A pochi chilometri da Lecce, il borgo di Acaya, nel comune di Vernole, rappresenta un pezzo di storia medievale sopravvissuta quasi intatta, unico esempio di città fortificata del XVI secolo nell’Italia meridionale. Si accede attraverso l’antica porta urbica realizzata nel 1535, adornata da vari stemmi e lapidi dei signori e feudatari che la possedettero (Acaya, Vernazza, De Monti), sormontati dalle insegne imperiali di Carlo V. Sulla porta, ad arco unico, svetta la statua del protettore Sant’Oronzo, collocata in epoca settecentesca. 

Oggi piccola frazione di 450 abitanti, Acaya conserva intatta l’atmosfera quieta del borgo medievale, che si percepisce oltrepassando la porta di Sant’Oronzo e immettendosi in largo Castello che si apre davanti, dominato dal possente maniero che si erge sulla sinistra. In epoca medievale, il villaggio si chiamava Segine ed entrò a far parte della Contea di Lecce nel XII secolo. Concesso in feudo da Carlo II d’Angiò agli Acaya, il borgo assunse il nome attuale nel 1535, quando Gian Giacomo dell’Acaya, ingegnere militare di Carlo V, fortificò il centro con mura di cinta, bastioni e baluardi e un fossato intorno al castello, fatto edificare dal padre Alfonso nel 1506. 

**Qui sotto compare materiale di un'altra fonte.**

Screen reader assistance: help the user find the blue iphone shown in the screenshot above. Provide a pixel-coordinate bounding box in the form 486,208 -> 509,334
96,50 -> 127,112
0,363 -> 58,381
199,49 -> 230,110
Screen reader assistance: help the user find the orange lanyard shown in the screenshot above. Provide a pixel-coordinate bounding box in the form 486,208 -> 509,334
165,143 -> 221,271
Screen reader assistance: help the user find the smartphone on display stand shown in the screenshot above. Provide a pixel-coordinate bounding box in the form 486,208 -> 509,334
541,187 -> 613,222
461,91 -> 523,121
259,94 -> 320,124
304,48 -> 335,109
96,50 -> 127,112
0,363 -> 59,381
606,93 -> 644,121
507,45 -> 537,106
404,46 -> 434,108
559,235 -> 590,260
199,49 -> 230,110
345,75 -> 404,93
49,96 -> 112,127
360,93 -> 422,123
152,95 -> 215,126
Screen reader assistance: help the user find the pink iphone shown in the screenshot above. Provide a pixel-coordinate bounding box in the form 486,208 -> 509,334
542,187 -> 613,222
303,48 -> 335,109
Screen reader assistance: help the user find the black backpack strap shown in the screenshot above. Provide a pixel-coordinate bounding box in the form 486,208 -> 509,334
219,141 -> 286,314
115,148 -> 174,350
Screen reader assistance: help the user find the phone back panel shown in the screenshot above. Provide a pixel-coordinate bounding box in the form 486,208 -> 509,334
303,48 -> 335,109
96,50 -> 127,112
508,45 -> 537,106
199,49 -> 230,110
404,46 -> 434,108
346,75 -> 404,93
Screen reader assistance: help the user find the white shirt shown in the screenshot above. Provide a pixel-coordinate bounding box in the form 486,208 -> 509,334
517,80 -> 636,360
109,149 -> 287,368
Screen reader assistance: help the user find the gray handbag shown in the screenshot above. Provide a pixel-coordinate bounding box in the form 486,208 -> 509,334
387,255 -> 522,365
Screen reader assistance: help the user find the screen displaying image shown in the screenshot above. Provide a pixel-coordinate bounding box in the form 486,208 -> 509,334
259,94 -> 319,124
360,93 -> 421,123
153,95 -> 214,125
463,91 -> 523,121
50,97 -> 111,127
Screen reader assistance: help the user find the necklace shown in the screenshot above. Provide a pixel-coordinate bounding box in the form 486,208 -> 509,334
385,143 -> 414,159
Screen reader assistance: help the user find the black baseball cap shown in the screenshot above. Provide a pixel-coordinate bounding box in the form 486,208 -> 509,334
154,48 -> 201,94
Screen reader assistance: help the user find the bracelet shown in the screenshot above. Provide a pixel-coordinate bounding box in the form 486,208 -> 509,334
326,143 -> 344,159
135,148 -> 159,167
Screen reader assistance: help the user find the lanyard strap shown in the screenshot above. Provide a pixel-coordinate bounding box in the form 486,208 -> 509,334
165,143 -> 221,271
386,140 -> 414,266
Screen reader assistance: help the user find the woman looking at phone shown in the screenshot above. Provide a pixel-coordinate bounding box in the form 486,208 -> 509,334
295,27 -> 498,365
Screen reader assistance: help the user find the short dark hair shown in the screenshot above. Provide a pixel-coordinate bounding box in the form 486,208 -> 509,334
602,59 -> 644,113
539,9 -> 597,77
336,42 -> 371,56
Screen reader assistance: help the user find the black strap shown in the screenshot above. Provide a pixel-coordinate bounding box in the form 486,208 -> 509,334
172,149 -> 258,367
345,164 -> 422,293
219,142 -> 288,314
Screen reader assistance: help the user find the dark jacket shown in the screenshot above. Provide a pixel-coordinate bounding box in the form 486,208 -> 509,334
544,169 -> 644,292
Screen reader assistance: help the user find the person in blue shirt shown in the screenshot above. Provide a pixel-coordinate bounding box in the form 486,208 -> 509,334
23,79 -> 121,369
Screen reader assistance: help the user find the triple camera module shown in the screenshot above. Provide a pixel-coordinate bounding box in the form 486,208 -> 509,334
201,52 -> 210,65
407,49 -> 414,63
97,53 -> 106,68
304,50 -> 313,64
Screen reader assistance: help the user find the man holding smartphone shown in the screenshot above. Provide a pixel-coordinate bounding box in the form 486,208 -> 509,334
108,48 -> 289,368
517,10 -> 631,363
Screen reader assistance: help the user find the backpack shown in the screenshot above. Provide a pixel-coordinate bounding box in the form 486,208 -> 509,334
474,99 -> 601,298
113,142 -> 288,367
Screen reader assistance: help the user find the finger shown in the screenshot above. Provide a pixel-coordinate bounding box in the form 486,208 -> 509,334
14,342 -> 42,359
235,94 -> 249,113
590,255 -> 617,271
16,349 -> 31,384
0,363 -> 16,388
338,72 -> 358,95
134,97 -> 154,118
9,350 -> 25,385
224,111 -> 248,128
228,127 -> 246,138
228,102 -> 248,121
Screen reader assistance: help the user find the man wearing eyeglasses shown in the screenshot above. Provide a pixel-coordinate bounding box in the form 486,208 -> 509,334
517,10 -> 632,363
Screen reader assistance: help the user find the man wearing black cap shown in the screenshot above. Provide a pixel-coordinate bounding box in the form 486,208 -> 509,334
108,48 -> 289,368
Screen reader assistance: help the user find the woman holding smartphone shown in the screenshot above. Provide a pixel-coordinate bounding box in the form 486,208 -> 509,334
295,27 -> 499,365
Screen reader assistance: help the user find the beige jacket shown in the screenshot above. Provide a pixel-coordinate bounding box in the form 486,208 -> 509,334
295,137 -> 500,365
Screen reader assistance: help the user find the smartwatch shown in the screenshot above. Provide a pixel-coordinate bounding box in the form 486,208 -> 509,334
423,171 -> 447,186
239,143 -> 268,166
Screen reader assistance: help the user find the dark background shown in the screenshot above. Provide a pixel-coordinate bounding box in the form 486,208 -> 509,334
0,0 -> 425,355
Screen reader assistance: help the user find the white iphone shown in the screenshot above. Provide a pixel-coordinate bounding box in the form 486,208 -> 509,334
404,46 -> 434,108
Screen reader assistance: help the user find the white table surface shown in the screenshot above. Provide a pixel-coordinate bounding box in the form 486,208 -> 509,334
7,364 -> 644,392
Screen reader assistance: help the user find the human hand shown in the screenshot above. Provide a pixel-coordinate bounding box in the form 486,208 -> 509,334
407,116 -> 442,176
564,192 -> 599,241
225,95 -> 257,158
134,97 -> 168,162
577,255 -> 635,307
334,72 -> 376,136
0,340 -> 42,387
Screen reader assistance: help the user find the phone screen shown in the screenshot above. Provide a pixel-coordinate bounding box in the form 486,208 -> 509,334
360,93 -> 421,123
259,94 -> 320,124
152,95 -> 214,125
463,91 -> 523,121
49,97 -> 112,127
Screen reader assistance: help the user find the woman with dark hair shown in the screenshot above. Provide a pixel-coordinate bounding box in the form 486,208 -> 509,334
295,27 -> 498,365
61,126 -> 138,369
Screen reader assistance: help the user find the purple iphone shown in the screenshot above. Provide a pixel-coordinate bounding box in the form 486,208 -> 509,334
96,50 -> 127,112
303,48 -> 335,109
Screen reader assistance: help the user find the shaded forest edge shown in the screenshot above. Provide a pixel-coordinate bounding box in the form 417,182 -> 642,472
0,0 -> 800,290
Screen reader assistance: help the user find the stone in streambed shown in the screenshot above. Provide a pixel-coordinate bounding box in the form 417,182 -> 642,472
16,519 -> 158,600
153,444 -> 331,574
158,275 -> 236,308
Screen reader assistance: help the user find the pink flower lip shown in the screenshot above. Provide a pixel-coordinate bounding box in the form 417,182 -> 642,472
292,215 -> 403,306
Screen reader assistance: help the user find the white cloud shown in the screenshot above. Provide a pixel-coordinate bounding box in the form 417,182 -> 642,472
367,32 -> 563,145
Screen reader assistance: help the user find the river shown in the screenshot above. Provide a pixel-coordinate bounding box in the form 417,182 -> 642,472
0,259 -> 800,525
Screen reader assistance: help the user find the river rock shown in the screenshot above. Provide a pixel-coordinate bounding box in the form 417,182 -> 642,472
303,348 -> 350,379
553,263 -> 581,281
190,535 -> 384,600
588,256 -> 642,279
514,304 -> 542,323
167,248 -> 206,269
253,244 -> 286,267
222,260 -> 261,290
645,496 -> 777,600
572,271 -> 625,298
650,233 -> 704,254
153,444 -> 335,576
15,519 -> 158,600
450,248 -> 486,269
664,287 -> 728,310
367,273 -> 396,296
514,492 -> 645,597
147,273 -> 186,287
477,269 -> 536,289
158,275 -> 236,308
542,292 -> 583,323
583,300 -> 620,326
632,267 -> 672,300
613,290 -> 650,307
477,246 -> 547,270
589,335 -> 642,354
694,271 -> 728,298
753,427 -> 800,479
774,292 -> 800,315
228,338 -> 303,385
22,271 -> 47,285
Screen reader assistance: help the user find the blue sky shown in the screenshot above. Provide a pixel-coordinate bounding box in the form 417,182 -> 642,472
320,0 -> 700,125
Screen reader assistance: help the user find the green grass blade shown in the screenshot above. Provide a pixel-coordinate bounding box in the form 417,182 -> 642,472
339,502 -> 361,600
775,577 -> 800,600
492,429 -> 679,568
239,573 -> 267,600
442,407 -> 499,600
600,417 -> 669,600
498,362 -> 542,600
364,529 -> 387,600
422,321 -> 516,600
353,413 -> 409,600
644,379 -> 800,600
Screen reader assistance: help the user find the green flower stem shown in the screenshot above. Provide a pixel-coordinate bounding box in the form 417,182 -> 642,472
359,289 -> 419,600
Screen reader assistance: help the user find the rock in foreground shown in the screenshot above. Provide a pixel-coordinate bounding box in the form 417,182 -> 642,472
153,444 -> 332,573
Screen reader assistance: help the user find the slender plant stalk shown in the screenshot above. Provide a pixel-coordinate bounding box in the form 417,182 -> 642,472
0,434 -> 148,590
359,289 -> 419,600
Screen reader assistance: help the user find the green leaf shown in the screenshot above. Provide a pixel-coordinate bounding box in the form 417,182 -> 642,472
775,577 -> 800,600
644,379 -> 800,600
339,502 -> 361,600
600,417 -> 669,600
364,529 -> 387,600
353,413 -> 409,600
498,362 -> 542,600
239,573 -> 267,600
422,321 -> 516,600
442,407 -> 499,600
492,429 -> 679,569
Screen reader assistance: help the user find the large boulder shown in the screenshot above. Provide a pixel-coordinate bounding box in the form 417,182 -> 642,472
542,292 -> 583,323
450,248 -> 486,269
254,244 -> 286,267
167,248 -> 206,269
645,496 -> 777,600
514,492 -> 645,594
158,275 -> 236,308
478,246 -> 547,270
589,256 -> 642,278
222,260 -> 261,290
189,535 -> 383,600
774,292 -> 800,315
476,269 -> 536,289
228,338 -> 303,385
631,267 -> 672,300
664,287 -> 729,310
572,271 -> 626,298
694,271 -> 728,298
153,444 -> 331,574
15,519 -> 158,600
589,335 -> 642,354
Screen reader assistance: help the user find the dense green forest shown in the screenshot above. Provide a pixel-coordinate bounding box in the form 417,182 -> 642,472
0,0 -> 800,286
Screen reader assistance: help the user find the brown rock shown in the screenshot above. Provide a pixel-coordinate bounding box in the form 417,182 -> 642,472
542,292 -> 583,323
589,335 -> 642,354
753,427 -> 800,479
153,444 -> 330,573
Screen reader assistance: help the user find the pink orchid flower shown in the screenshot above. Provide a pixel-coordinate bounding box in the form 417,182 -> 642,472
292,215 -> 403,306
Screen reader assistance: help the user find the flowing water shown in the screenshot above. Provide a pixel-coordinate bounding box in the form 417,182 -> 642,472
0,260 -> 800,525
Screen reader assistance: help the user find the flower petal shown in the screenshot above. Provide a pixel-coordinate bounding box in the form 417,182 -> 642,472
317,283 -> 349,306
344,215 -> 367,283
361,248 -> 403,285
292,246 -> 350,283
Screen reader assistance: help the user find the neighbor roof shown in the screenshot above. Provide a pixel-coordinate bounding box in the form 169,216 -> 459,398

Suggestiva la visita al castello, oggi utilizzato, soprattutto durante il periodo estivo, per attività culturali e artistiche. Sorge ad uno degli angoli delle mura cittadine, agli altri tre angoli sono situati i bastioni. Ha una struttura trapezoidale, circondata da mura e dal fossato. Attraverso una porta rinascimentale si accede nel cortile interno, circondato dalle sale con volte e botte o a crociera, dalle carceri e dall’ampia scuderia, all’interno della quale si possono notare i resti di un frantoio in pietra del XIX secolo. Da una scala, posta nel cortile, si accede al piano superiore riservato a dimora nobiliare e dove è interessante osservare la sala a nove angoli, nella quale spicca un fregio che corre lungo l’intero perimetro, con effigi di Alfonso e Maria dell'Acaya.

Dalla piazzetta antistante il castello, imboccando via Rugge, si arriva facilmente nel vicino spiazzo della torre dell’orologio dove sorge la chiesa parrocchiale di Santa Maria della Neve, del XIII secolo ma riedificata quasi completamente nel 1865, con la facciata in stile neoclassico. Dell’edificio originario rimangono solo la parte absidale e il campanile tardo-romanico. L’altare maggiore è caratteristico per la presenza di un elegante fregio barocco e delle armi dei Vernazza.

Una passeggiata nel centro storico consente di immergersi in un’esperienza di vita d’altri tempi. Racchiuso nella cinta muraria quadrangolare, il centro è stato riordinato urbanisticamente dall’architetto Gian Giacomo dell'Acaya. È costituito da sei strade parallele in direzione sud-nord, tutte con la larghezza di quattro metri, uguale distanza e quasi tutte con la medesima lunghezza. Mentre in direzione est-ovest vi sono tre assi perpendicolari alle vie parallele, due all’estremità ed uno nella parte centrale che divide il centro storico in due parti. Una struttura dalla disarmante semplicità, con un’atmosfera rarefatta e silenziosa.

Nella piazza del castello è facile trovare aperti, soprattutto durante l’estate, negozietti di souvenir, bar per ristorarsi e trattorie che offrono piatti tipici salentini, come la locanda-trattoria di Nonno Pici, in via del Fossato, facile da raggiungere a piedi, uscendo dalla porta urbica di Sant’Oronzo, prendere la strada subito a sinistra, la trattoria si trova a pochi metri sul lato destro (per informazioni www.trattorianonnopici.it). 

Nonostante le intense emozioni che offre il borgo medievale con il suo castello e il centro storico, non si richiede molto tempo per una visita soddisfacente. Ad Acaya basta dedicare una mezza giornata, pranzo o cena compresa. Per chi volesse riempire anche l’altra mezza, si consiglia una visita alla vicina meravigliosa Riserva naturale statale Le Cesine, istituita nel 1978. Pochi minuti di macchina e ci si ritrova in una delle ultime zone paludose che in passato si estendevano lungo il litorale adriatico, da Otranto a Brindisi. La Riserva è costituita da dune, area palustre, pineta, macchia mediterranea e zona coltivata. Presso il centro del Wwf, che gestisce l’oasi, è possibile organizzare delle visite guidare attraverso i sentieri sterrati, alla scoperta di flora e fauna (per informazioni www.riservalecesine.it).